# Bradley Wiggins autobiography -



## mangaman (30 Jan 2010)

Called "in pursuit of glory" - cracking read, especially moving about his relationship with his Dad and illuminating about the eliite track team's approach to things.

Not sure how this forum works?

It's Sat night now.

If anyone wants it - (brand new/one careful owner) - if you PM me by next Wednesday at 12 midnight (3rd). I'll pick the PMs at random and let everyone know then.

If this is wildly different to how this subforum normally works let me know and I'll cange the rules


----------



## mangaman (30 Jan 2010)

Forgot to say, P&P free


----------



## Tynan (30 Jan 2010)

yes please, usual drill is everyone post on the thread and you lucky dip

good man


----------



## mangaman (30 Jan 2010)

In response to Noodley's answer here

http://www.cyclechat.co.uk/forums/showpost.php?p=1107070&postcount=11

and I was about to offer the book to the 1st replier -which is you!
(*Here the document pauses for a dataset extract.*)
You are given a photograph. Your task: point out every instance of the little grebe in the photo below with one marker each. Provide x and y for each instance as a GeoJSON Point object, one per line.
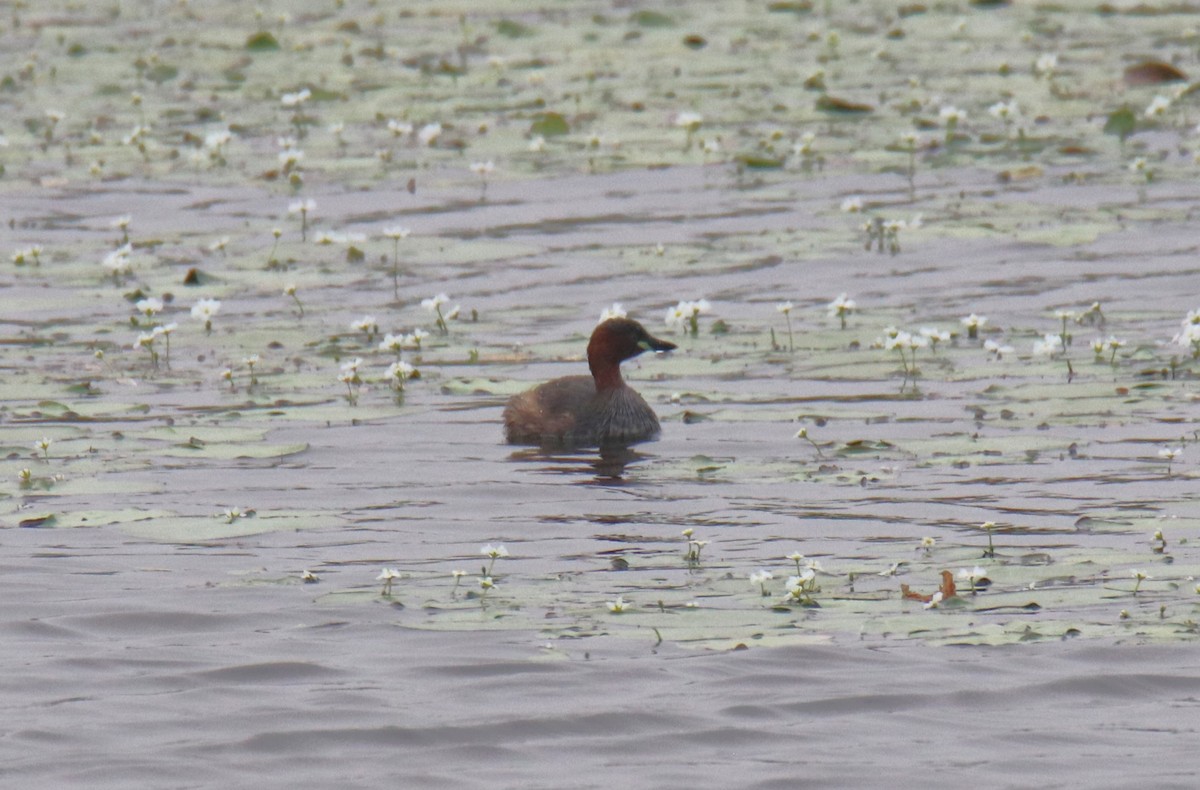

Sorry to screw anyone else around, I'm sure when Tynan's read it he can share

If you PM your address I'll wing it your way


----------



## Tynan (30 Jan 2010)

damn right I'll read and pass it on

yay


----------



## Tynan (15 Feb 2010)

it's a terrible read although I've only struggled through twenty shoddy pages so far

if someone was keen I might surrender it unread


----------



## Tynan (16 Feb 2010)

it's getting a bit better now he's off the topic of his dad


----------



## mangaman (17 Feb 2010)

Give it a chance - I didn't promise Proust or Dostoyevsky 

I found his Dad stuff sad - the best bits are later though, when he is at the Olympics and you get to read a bit about the way Brailsford runs it etc


----------



## Tynan (17 Feb 2010)

no, it's cool now, I suspect he's happy about writing about himself cycling and not happy and very bad about anything else, the early chapters were torture


----------